I just finished Difficult Women and An Untamed State, and am almost done with Ayiti. They are on my Kindle, which I use mostly to read in bed at night after my husband and dogs are asleep. Over the past month, I’ve spent many a night falling asleep in its glow because I try so hard to stay awake, want so badly to keep reading even as my body shuts down. Difficult Women in particular had a haunting effect on me. Days after reading a particular story, I’d still be thinking about it. There were a few of the stories that held me in such a fugue that when I got to the end, I momentarily couldn’t remember what I was reading or who had written it — because I’d been so thoroughly IN it, lost in the story completely.

Harper Collins says of her upcoming Hunger: A Memoir of (My) Body,

With the bracing candor, vulnerability, and authority that have made her one of the most admired voices of her generation, Roxane explores what it means to be overweight in a time when the bigger you are, the less you are seen. Hunger is a deeply personal memoir from one of our finest writers, and tells a story that hasn’t yet been told but needs to be.

And finally there is World of Wakanda, a spin-off from Marvel’s Black Panther title, making Gay one of the first black women to be a lead writer for the publisher. She’s also published multiple essays, stories, commentaries, and articles in various publications and collections.

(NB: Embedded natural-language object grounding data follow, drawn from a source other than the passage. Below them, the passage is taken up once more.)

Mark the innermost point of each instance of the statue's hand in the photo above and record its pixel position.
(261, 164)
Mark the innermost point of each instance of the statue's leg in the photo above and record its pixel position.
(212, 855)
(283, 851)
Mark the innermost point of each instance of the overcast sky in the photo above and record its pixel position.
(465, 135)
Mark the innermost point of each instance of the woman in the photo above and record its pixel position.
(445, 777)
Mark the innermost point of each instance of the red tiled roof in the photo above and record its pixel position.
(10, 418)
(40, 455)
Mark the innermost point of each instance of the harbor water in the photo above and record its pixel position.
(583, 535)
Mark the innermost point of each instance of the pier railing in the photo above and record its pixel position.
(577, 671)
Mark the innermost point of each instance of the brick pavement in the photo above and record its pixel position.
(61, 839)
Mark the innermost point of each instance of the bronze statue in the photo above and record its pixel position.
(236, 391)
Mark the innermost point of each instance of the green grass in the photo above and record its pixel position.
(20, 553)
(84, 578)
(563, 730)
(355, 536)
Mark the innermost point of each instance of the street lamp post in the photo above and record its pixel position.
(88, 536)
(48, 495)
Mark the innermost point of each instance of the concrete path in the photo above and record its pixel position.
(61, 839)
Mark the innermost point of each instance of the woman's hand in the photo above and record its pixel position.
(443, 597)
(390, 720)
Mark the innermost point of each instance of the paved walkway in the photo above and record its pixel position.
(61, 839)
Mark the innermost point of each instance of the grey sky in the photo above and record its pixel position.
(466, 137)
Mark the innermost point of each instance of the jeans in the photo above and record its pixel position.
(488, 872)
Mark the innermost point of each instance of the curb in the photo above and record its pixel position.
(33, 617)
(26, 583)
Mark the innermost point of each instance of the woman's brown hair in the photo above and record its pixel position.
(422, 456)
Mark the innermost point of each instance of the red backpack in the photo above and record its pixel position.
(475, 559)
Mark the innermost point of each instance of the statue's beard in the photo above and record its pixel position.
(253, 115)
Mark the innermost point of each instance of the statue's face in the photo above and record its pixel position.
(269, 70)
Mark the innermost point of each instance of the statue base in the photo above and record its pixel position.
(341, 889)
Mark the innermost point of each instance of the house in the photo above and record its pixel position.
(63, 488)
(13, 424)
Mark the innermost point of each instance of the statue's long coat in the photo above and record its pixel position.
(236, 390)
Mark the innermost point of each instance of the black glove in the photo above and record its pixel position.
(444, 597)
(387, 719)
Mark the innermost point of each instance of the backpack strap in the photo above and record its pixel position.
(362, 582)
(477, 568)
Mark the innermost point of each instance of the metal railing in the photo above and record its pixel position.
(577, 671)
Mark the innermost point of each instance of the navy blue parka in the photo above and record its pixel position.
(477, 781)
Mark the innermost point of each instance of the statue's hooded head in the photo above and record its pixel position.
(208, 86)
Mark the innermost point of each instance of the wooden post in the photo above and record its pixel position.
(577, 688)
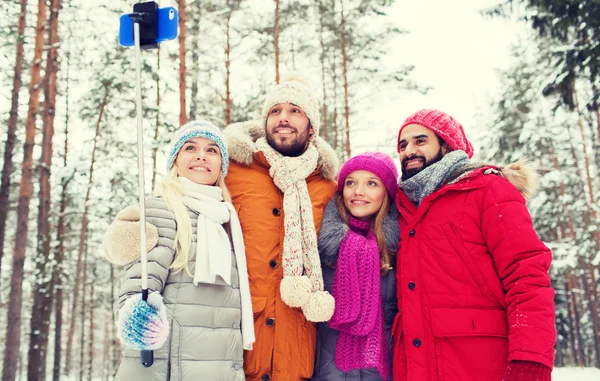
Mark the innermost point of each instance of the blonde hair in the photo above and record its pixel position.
(171, 191)
(376, 223)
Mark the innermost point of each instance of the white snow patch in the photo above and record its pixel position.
(576, 374)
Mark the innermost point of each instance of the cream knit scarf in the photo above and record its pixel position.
(302, 283)
(213, 249)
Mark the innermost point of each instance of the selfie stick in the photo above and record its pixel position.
(147, 357)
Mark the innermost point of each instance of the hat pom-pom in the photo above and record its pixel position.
(320, 307)
(295, 290)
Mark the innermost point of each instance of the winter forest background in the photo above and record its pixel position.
(67, 108)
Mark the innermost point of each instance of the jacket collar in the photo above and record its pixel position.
(241, 144)
(520, 174)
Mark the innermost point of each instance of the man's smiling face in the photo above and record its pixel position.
(418, 147)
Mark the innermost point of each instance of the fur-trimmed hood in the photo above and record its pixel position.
(333, 231)
(520, 174)
(241, 144)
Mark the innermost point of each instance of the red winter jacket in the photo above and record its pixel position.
(473, 285)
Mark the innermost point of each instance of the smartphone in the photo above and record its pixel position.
(165, 28)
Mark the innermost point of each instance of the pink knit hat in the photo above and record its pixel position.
(378, 163)
(445, 126)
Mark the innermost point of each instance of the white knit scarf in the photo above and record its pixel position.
(213, 248)
(302, 283)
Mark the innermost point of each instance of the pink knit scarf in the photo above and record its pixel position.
(358, 311)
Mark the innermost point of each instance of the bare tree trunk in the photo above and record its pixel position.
(157, 121)
(60, 238)
(92, 323)
(345, 75)
(106, 364)
(11, 134)
(82, 235)
(572, 347)
(590, 295)
(228, 70)
(195, 31)
(324, 127)
(579, 354)
(82, 322)
(13, 328)
(276, 31)
(43, 289)
(592, 210)
(563, 193)
(182, 69)
(335, 126)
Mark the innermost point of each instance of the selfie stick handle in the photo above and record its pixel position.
(147, 357)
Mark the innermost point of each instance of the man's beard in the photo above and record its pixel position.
(292, 148)
(407, 174)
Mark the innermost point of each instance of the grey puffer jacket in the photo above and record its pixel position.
(205, 342)
(333, 231)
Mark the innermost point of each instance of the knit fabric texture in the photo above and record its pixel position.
(445, 126)
(526, 371)
(143, 325)
(294, 88)
(378, 163)
(433, 177)
(302, 283)
(198, 129)
(358, 311)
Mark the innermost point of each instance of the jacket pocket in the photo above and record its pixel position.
(470, 344)
(251, 358)
(399, 362)
(463, 253)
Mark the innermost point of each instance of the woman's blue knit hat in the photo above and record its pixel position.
(198, 129)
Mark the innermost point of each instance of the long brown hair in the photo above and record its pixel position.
(385, 254)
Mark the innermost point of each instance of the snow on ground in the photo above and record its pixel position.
(576, 374)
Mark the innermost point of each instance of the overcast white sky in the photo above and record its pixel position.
(457, 51)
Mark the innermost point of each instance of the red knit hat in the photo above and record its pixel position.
(445, 126)
(378, 163)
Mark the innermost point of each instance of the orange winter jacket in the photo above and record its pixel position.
(285, 341)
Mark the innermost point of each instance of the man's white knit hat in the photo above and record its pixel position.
(296, 89)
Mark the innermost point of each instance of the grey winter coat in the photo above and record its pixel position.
(333, 231)
(205, 342)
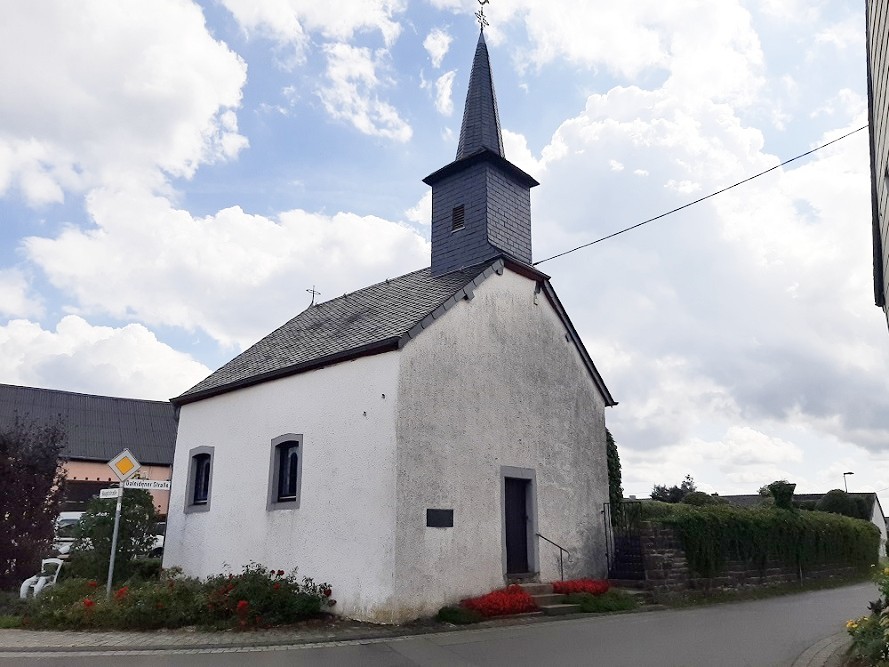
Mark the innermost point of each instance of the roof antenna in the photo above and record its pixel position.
(480, 14)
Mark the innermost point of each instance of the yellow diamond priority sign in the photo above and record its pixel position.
(124, 465)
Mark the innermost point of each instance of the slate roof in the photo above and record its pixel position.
(373, 319)
(481, 121)
(98, 427)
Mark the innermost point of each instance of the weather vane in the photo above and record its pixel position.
(480, 14)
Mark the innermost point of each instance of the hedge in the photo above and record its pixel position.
(711, 535)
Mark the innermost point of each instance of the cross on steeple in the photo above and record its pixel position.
(481, 202)
(480, 14)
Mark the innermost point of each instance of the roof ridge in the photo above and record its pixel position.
(83, 393)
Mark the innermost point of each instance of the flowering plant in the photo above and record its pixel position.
(510, 600)
(591, 586)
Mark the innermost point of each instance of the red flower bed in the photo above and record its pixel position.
(592, 586)
(510, 600)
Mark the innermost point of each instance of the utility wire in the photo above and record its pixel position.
(698, 201)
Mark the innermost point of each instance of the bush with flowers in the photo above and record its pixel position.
(870, 634)
(510, 600)
(591, 586)
(256, 597)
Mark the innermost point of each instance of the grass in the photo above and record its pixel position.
(610, 601)
(10, 622)
(458, 616)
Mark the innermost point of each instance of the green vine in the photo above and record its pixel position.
(712, 535)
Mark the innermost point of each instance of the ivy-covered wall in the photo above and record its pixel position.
(719, 546)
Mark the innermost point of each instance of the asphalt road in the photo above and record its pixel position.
(761, 633)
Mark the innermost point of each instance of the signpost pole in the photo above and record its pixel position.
(114, 543)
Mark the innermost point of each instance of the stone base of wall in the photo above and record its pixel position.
(667, 571)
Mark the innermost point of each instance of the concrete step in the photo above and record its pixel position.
(560, 609)
(537, 589)
(627, 584)
(548, 599)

Roxane Gay is an American feminist writer, professor, editor and commentator. She was born in Nebraska to Haitian parents. Her family moved around a lot when she was younger, so she found solace in books, started writing when she was four. “I was a loner, shy and awkward,” but she was close with her two siblings, two younger brothers, and had a happy childhood. It ended with a violent sexual assault by a group of boys when she was 12, a subject she’s written about both in fiction and non-fiction. She says that what happened, “was as bad as you might expect. I came home a completely different person.” In her 2015 TED Talk, Gay said,

There was an incident. I call it an incident so I can carry the burden of what happened. Some boys broke me, when I was so young, I did not know what boys can do to break a girl. They treated me like I was nothing. I began to believe I was nothing. They stole my voice, and in the after, I did not dare to believe that anything I might say could matter.

But — I had writing. And there, I wrote myself back together. I wrote myself toward a stronger version of myself. I read the words of women who might understand a story like mine, and women who looked like me, and understood what it was like to move through the world with brown skin. I read the words of women who showed me I was not nothing. I learned to write like them, and then I learned to write as myself. I found my voice again, and I started to believe that my voice is powerful beyond measure.

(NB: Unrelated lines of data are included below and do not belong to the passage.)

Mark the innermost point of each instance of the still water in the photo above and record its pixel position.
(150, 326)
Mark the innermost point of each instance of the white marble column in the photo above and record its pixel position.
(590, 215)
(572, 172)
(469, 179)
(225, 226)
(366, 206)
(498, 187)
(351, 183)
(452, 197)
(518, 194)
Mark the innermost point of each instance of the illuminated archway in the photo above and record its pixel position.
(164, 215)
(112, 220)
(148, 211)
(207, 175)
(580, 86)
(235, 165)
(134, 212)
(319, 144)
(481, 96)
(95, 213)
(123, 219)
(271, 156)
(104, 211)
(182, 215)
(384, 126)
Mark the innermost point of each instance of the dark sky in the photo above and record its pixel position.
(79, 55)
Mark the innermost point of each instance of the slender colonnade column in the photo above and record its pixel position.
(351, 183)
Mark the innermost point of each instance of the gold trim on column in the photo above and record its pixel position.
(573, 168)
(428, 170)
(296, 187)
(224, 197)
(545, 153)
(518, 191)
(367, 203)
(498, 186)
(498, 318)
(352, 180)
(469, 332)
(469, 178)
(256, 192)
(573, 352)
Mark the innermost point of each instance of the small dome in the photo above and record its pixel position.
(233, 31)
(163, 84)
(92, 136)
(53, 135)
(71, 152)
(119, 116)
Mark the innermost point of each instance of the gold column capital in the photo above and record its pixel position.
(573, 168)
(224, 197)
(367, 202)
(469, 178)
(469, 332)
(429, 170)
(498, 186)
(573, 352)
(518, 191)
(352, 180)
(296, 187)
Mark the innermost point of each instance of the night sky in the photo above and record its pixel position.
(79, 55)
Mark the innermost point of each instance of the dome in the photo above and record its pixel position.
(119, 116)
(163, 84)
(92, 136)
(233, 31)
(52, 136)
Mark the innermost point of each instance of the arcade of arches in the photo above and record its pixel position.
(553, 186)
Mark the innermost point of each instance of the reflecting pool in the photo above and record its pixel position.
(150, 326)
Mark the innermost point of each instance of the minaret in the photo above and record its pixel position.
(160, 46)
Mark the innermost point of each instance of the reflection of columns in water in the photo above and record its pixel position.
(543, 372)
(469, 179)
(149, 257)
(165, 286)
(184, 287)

Through writing and feminism, I also found that if I was a little bit brave, another woman might hear me and see me and recognize that none of us are the nothing the world tries to tell us we are.


Video: Roxane Gay’s TED Talk, “Confessions of a Bad Feminist”

In her mid-teens, she went to an exclusive boarding school, where a teacher saw in her writing both a promising talent and a very troubled person. He facilitated her getting help and encouraged her as a writer. “He taught me craft, and he also taught me discipline. He told me to write every day. I was very impressionable, and so I write every day.” Gay wrote erotica in her early 20s, before shifting to literary fiction and non-fiction as she completed her graduate degrees and started her teaching career. “Although she obviously wishes the rape had never happened, she knows it has shaped her as a writer. ‘I don’t think I would have a fraction of the fierceness in my writing if I hadn’t had to endure that, and the aftermath,’ she says,” (Roxane Gay: meet the bad feminist).

For Gay, writing is a way, “to think through what it means to be in this world.”

I definitely write to reach other people, but I write for myself first. I don’t mean that in an arrogant way. It’s just that this is me trying to make sense of my place, and how did I get here, and why am I so lucky in some ways, and so unlucky in others? So it starts with me, and then I move beyond the self, as much as I can.

As an adult, besides being a teacher and a writer, and a popular speaker, Gay is also a competitive Scrabble player.